There is so much to see this month that you will really need your plant book. I will highlight the iris, some lilies, and a few daisies.
The handsome Patersonia fragilis Short Purple-flag is one of the two species of Iris in our district. The flowers have three large, rich, mauve/purple petals, and are almost hidden in amongst the clumps of long, flat leaves. They will soon be followed by the Patersonia occidentalis Long Purple Flag. This has flowers that are much easier to see, as they grow above the foliage. Many flowers are produced from just one stem, and individual flowers open for less than one day.
The plant experts have been reclassifying again, making life hard for amateurs. As Marilyn Bull states in Flora of Melbourne ,‘The lilies had previously been classified in the family Liliaceae in Victoria – however all Australian sections of lilies have been reassigned,’ (don’t you love that word!) ‘to several different families’. However they can still be recognised by their obvious characteristic of three alternating petals and three sepals, which all look very similar.
The beautiful Thysanotus Fringe Lilies have started flowering, firstly with the small, light-purple flowers of the Thysanotus patersonii Climbing Fringe Lily. I am always thrilled to see this plant twining so attractively round and up other plants with its delicately fringed flowers, which open in the sun, and also only last one day.
Climbing Fringe Lily
Less showy are the Dianellas Flax Lilies, with their delicate flowers hanging down in, or just above, the foliage. The fine flowers form a delightful contrast to the robust, strap-like leaves with a prominent midrib. There are four species of Dianellas, which can be identified mainly by different growth habits.
The Wurmbea Early Nancy, which I talked about last month, is sometimes confused with another lily, Burchardia umbellata Milkmaids, which flowers this month. The Milkmaids look similar, but are bigger and taller, with a cluster of white flowers, each with a central reddish ovary. Does anyone know why they are called Milkmaids?
Look out for the uncommon Bulbine bulbosa , a showy lily with bright yellow flowers gradually opening up the stem. A sure place to find them on display is the Allen Noble Sanctuary, where the Shire has planted a number of them.
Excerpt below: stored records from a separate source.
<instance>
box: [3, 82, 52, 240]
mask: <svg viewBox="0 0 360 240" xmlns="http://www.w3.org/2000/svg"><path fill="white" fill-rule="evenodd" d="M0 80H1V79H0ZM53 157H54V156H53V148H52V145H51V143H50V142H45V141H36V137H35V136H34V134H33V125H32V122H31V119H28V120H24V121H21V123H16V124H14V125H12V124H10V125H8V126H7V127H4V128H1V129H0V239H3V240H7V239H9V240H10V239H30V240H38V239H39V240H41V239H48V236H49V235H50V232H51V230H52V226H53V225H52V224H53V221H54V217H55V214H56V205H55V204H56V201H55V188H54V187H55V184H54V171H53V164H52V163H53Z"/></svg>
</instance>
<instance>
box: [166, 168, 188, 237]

In moist forests the tall bushes of Olearia phlogopappa subsp continentalis Dusty Daisy-bush, and Olearia lirata Snowy Daisy-bush are developing profuse clusters of attractive flower-heads which, when in flower, gleam like lights against the green background. I find it a challenge to differentiate between the two species. Now is the time to look for the bright yellow centre on the Dusty, as it eventually fades and looks similar to the Snowy, which has a creamier centre.
The large, single yellow flowers of Button Everlasting are popping up everywhere. This plant has undergone a name change from Helichrysum scorpioides to Coronidium scorpioides. Their gorgeous, compacted flower-heads are worth a close look with a magnifier.
I think the star of this month is the showy, bright yellow flowers of Podolepis jaceoides Showy Podolepis, which are about to burst into bloom. Thanks to Philippa’s care, we can all see this uncommon plant in the Angair garden.
I have been surprised to see its buds initially drooping modestly, like the Microceris sp. 3 Yam Daisy, as shown in Flowers of Anglesea and Aireys Inlet.